Qu’en est-il des investisseurs ?

E.B. - Afin de valoriser leurs actifs, aussi bien liquides qu’illiquides, les investisseurs institutionnels se doivent de les rendre de plus en plus vertueux en matière ESG. Ils sont aussi de plus en plus nombreux à adopter des stratégies de neutralité carbone à moyen terme. Lorsqu’il s’agit d’actifs immobiliers, le risque d’obsolescence doit également être pris en compte. Là encore, s’assurer des bonnes pratiques ESG de ces actifs, et les améliorer si nécessaire, permet de minimiser ce risque. Par ailleurs, le caractère « responsable » des actifs immobiliers tertiaires est aujourd’hui l’un des premiers critères de sélection avec la qualité de l’emplacement. La logistique prenant une place de plus en plus importante dans les allocations des investisseurs en actifs immobiliers, cette demande croissante est vertueuse pour ce secteur.

Où en sont les pratiques sociales et de gouvernance ?

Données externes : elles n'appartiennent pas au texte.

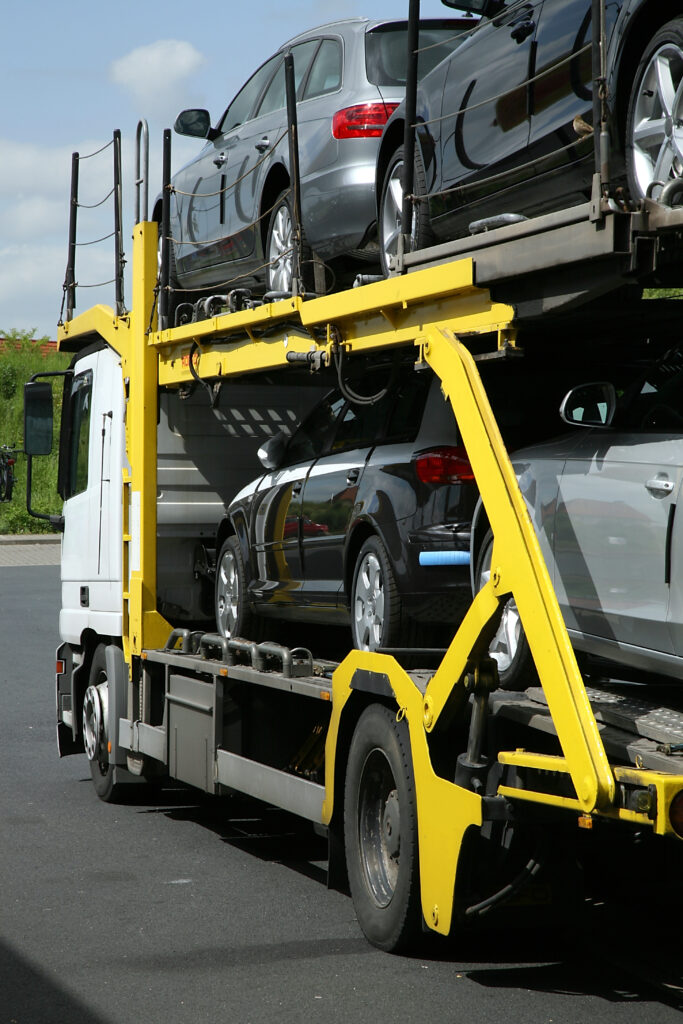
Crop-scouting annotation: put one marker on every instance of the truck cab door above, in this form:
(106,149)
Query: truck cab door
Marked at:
(91,455)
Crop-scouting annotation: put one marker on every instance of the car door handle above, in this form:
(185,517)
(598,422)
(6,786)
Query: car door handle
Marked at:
(522,30)
(659,485)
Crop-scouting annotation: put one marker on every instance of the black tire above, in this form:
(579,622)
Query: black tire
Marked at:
(278,243)
(389,220)
(510,646)
(233,616)
(381,830)
(94,722)
(5,480)
(650,156)
(376,604)
(174,295)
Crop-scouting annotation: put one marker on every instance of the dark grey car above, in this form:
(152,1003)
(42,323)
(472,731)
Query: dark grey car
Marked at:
(605,503)
(231,206)
(361,517)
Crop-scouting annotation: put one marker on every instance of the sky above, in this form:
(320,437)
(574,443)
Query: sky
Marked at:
(73,73)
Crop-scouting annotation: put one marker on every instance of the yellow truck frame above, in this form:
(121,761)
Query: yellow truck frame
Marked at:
(437,310)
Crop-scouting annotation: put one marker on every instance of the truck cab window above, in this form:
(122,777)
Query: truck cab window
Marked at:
(79,412)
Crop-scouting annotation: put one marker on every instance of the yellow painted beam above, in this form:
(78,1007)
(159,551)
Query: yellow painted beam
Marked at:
(518,568)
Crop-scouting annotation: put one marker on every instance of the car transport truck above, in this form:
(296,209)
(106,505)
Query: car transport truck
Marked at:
(441,795)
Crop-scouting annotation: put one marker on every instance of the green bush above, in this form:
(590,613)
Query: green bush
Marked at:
(19,360)
(8,378)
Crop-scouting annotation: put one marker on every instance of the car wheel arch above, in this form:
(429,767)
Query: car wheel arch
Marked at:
(390,142)
(480,527)
(235,527)
(276,181)
(357,537)
(639,31)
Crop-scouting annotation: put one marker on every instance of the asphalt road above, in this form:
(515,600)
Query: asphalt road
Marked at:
(190,910)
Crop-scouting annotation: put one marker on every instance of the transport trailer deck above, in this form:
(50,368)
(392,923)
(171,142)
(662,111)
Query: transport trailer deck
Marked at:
(196,690)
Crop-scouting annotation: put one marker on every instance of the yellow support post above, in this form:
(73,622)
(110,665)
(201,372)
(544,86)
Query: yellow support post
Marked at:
(518,568)
(145,628)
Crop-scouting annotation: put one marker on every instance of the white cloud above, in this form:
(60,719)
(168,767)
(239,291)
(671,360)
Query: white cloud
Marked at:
(36,217)
(156,75)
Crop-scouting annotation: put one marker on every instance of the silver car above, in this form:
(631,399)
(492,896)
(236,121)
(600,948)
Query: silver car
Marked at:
(231,206)
(604,501)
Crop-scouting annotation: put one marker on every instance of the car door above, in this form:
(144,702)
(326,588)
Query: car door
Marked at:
(330,495)
(275,509)
(214,199)
(485,110)
(616,498)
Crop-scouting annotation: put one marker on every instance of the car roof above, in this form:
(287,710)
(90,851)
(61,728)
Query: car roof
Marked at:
(365,23)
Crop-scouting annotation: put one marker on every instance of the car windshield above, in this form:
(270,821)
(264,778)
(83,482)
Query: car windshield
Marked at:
(386,49)
(654,400)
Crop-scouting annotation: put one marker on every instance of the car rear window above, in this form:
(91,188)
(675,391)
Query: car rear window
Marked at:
(386,48)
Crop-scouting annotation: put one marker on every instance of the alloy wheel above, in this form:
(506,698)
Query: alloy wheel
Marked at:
(227,593)
(656,126)
(369,603)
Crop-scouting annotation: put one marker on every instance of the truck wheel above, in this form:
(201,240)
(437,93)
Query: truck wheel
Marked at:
(654,132)
(233,616)
(390,210)
(95,730)
(510,646)
(381,830)
(376,604)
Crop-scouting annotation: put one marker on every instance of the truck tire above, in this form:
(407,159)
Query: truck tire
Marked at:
(376,603)
(381,830)
(389,222)
(95,737)
(510,646)
(279,249)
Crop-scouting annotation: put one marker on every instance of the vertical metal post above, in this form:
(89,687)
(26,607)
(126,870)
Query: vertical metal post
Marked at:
(141,171)
(294,173)
(164,298)
(411,114)
(600,127)
(71,259)
(118,226)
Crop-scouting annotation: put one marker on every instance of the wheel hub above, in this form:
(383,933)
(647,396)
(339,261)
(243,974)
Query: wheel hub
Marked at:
(95,713)
(391,824)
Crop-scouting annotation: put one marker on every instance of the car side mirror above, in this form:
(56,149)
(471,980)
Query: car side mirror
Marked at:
(472,6)
(590,404)
(271,453)
(196,124)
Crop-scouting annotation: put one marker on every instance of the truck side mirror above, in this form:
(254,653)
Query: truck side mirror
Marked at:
(271,452)
(37,418)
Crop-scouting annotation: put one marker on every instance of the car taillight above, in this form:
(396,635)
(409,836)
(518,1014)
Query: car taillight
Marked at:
(361,121)
(444,465)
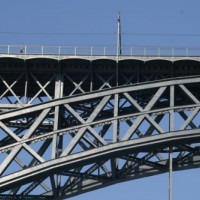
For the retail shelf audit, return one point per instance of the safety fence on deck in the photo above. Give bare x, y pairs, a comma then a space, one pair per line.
100, 50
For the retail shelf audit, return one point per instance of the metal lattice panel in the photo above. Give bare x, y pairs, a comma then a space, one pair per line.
68, 130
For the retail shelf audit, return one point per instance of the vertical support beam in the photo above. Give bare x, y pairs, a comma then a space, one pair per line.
26, 84
91, 76
114, 162
57, 144
138, 73
171, 128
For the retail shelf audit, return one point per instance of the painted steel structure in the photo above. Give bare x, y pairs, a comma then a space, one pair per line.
71, 124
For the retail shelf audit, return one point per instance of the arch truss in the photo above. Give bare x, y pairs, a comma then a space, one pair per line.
68, 146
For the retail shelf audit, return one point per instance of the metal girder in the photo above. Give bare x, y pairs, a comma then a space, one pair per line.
88, 145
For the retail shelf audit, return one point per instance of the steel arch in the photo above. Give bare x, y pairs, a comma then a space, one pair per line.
96, 139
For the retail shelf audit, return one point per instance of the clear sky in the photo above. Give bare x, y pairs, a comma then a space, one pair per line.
92, 22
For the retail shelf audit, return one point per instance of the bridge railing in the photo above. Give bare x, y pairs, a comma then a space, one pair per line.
99, 50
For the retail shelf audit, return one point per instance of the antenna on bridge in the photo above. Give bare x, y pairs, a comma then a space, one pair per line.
119, 47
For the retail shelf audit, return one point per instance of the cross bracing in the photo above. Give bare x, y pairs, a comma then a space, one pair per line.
72, 126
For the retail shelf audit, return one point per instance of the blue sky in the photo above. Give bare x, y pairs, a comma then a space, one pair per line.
92, 22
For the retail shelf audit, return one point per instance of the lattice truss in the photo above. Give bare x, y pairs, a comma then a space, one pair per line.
71, 145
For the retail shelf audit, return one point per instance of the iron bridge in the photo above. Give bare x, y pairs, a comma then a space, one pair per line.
75, 123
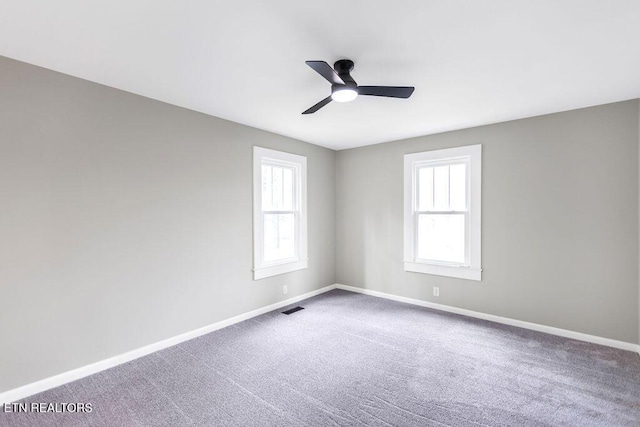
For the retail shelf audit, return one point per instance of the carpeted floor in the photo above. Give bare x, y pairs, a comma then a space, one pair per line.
351, 359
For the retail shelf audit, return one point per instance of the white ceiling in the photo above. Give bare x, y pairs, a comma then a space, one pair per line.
472, 62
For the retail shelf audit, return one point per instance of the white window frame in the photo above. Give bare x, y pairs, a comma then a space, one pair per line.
299, 261
472, 156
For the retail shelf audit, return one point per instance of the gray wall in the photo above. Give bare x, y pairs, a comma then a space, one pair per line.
125, 221
559, 221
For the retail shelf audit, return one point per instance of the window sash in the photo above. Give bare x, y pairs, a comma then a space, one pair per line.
467, 252
413, 162
266, 227
417, 167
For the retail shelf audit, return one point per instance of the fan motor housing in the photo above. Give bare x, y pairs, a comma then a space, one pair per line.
343, 67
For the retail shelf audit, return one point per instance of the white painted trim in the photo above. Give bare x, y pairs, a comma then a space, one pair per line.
19, 393
498, 319
261, 269
444, 270
470, 155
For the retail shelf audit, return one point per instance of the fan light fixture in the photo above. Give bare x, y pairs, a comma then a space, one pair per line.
344, 95
345, 89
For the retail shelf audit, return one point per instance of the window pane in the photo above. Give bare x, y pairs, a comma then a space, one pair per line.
266, 187
441, 238
279, 241
277, 188
441, 188
425, 189
458, 183
287, 184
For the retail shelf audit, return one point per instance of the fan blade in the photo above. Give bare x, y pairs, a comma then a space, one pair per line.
318, 106
325, 71
390, 91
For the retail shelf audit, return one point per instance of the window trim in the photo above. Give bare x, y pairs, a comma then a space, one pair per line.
412, 162
263, 269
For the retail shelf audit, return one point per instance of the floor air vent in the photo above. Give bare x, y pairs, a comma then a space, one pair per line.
292, 310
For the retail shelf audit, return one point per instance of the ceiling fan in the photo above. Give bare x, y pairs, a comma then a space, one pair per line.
345, 89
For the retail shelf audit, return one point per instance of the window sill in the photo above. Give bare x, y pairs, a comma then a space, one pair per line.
444, 270
274, 270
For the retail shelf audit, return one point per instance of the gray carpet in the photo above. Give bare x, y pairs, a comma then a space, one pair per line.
351, 359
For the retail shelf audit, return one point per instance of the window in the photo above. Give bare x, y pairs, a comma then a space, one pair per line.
279, 218
442, 212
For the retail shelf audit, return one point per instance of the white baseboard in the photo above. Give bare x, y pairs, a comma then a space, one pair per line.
75, 374
498, 319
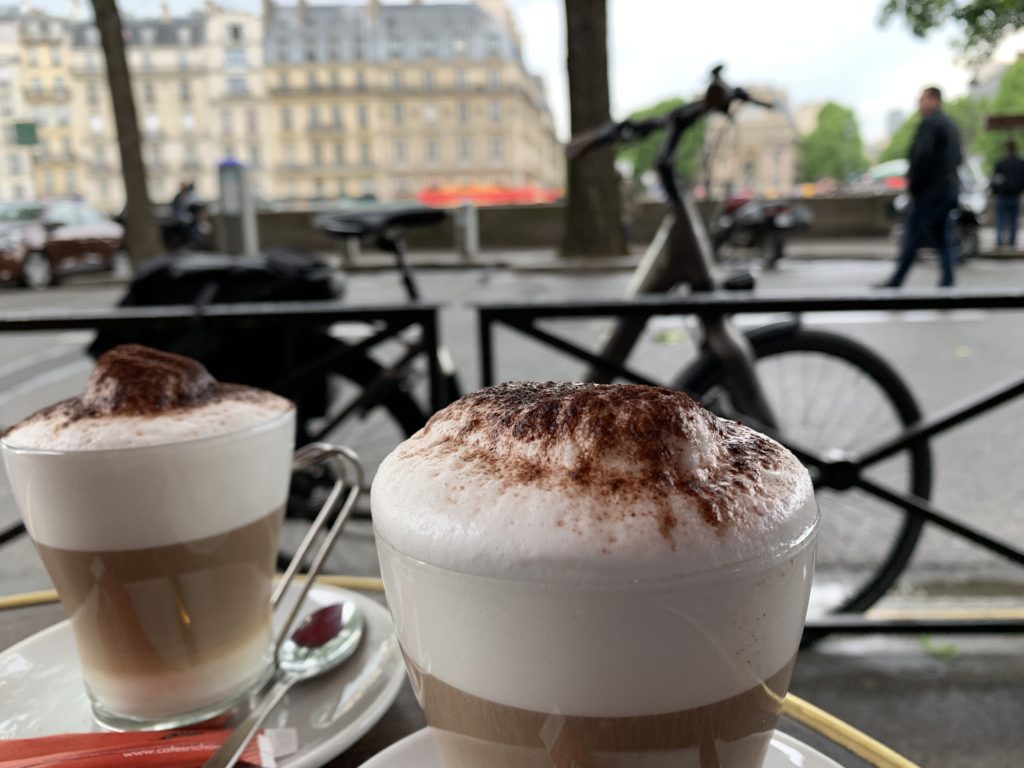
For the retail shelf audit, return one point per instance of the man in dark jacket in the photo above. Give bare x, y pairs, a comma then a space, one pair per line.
934, 187
1008, 183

B.A.- Les logisticiens sont très attentifs aux conditions de travail et au bien-être de leurs salariés. Ils attendent que les locaux soient de conception modulable afin de pouvoir adapter les aménagements aux besoins des collaborateurs. Pour les nouveaux bâtiments, les sources de lumière naturelle sont désormais un prérequis. Ils attendent également de leur propriétaire-bailleur la création d’espaces communs pour favoriser le lien social ainsi qu’une offre de services sur site ou à proximité.

E.B – Les pratiques sociales sont plus faciles à déployer ou à améliorer dans les parcs logistiques que pour des entrepôts logistiques isolés. Les parcs permettent de proposer des services de restauration et de loisirs, des facilités d’accès comme le co-voiturage. Un tel environnement de bien-être et de services dans des zones souvent éloignées des centres de vie permet aux logisticiens de fidéliser leurs employés. Quant aux pratiques de gouvernance, elles reposent notamment sur une collaboration étroite entre le locataire et le bailleur, mais également sur la prise en compte des attentes de tout l’écosystème.

Des plans d’amélioration pour les actifs détenus en direct


Aviva Investors France a défini une grille d’analyse ESG interne sur la base de sa stratégie d’investissement responsable et de ses engagements en faveur de la transition énergétique. Cette grille permet d’établir, pour chaque actif immobilier détenu en portefeuille, un plan d’amélioration très précis à trois ans qui est intégré dans le programme annuel classique de travaux. L’objectif est d’améliorer, pendant la phase de gestion, la notation initiale de l’actif. Ces plans d’amélioration se concentrent sur l’environnement pour répondre à l’urgence des enjeux climatiques, avec par exemple le déploiement de bornes de recharge pour les véhicules électriques, l’installation de panneaux solaires et bien évidemment aussi des actions pour améliorer la performance énergétique des immeubles comme le déploiement d’éclairages LED.
La réalisation des objectifs d’amélioration repose sur la mobilisation et l’engagement de toutes les parties prenantes – locataires, gestionnaire technique, cabinet de conseil et d’audit… –, mais aussi sur un travail de terrain avec tout l’écosystème des bâtiments. En tant que gestionnaire d’actifs responsable, AIF promeut un engagement vertueux, sur la base de partenariats « gagnant-gagnant ».

Références :

  1. Pour les bâtiments de plus de 2000m²
  2. Équivalent du label français HQE, le label BREEAM (Building Research Establishment Environmental Assessment Method) est délivré par le Building Research Establishment (BRE), un organisme privé britannique.